Los entusiasmos de EEUU en pro de formas limpias de energía reciben habitualmente desprecio o sorna de Andrés Manuel López Obrador. El político que evoca al nacionalista Lázaro Cárdenas hace del monopolio estatal mexicano de la explotación de hidrocarburos una de las bases más inconmovibles de su gobierno y de su credo. No ha habido mayores avances en este punto.

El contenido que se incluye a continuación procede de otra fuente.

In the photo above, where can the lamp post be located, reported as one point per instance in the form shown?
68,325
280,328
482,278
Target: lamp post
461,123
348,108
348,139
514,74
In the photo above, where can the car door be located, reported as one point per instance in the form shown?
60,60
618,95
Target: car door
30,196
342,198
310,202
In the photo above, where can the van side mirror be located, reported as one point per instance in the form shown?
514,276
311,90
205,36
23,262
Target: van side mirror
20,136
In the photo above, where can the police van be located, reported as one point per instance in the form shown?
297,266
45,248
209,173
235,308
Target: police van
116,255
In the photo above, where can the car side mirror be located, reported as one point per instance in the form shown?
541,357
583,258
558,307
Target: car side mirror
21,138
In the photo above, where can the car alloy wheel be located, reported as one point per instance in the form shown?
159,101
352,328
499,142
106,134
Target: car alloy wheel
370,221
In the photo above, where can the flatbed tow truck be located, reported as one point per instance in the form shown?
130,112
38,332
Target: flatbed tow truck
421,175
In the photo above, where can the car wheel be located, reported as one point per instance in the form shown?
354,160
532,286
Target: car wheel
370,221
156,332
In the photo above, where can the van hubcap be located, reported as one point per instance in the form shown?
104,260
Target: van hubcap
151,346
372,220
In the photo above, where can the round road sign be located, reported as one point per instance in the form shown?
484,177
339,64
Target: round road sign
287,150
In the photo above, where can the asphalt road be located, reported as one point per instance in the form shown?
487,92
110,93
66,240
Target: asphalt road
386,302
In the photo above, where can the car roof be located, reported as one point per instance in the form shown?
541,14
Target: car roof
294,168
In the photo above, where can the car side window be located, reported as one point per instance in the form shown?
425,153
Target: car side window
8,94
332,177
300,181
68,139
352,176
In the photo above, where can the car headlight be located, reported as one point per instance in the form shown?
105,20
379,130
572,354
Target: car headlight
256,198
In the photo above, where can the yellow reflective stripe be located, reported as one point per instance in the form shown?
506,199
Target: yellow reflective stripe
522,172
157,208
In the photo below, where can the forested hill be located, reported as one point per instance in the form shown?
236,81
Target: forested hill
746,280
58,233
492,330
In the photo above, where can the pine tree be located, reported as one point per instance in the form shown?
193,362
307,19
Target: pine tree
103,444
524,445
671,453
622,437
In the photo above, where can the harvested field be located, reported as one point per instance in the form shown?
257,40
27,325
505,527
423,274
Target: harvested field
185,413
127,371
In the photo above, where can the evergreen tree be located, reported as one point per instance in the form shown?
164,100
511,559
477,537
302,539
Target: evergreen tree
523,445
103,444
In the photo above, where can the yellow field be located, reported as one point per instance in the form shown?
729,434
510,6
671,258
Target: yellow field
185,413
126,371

La munición de la democracia
Durante años, la palabra ‘democracia’ era un arma que EEUU usaba, en América Latina, para hacer fuego contra Cuba, Venezuela, y Nicaragua. El alineamiento respecto a la República Bolivariana ha dejado de ser, aparentemente, un requisito exasperante requerido para acuerdos y progresos por la Secretaría de Estado, más preocupada por China que por ese aliado chino e iraní en un momento en que no está en su mejor forma. Con Trump, Washington había regresado a un principio de aislacionismo muy antiguo en la política exterior y militar, uno de cuyos presupuestos o cálculos era que la defensa nacional, si el país se apartaba de los conflictos externos, quedaba asegurada porque esos conflictos seguirían y debilitarían a sus rivales enfrentados, y EEUU se fortalecería, en paz consigo y sin beligerancia con el mundo. Con Biden, se ha vuelto a la también antigua, pero medio siglo más moderna, política de la contención, donde la fortaleza y seguridad se aseguran con alianzas estables y zonificadas contra enemigos comunes -las guerras al comunismo, a las drogas, al terrorismo, fueron trasladadas a América Latina-. Ahora, menos militar, aunque no menos estratégica, es el turno de guerrear con China, pero Washington hace mucho menos pie en el terreno que en las guerras anteriores. Con lo cual, la actual administración tampoco parece abandonar la fe en que, simultáneamente, el aislacionismo residual de los años Trump, y conflictos en los que prefiere participar lo menos posible -como el de Colombia y Venezuela- también se resolverán en una inercia que la deje indemne, para ocuparse de la migración y de China, y todo el resto quedará para un futuro en el que no desperdicia imaginación.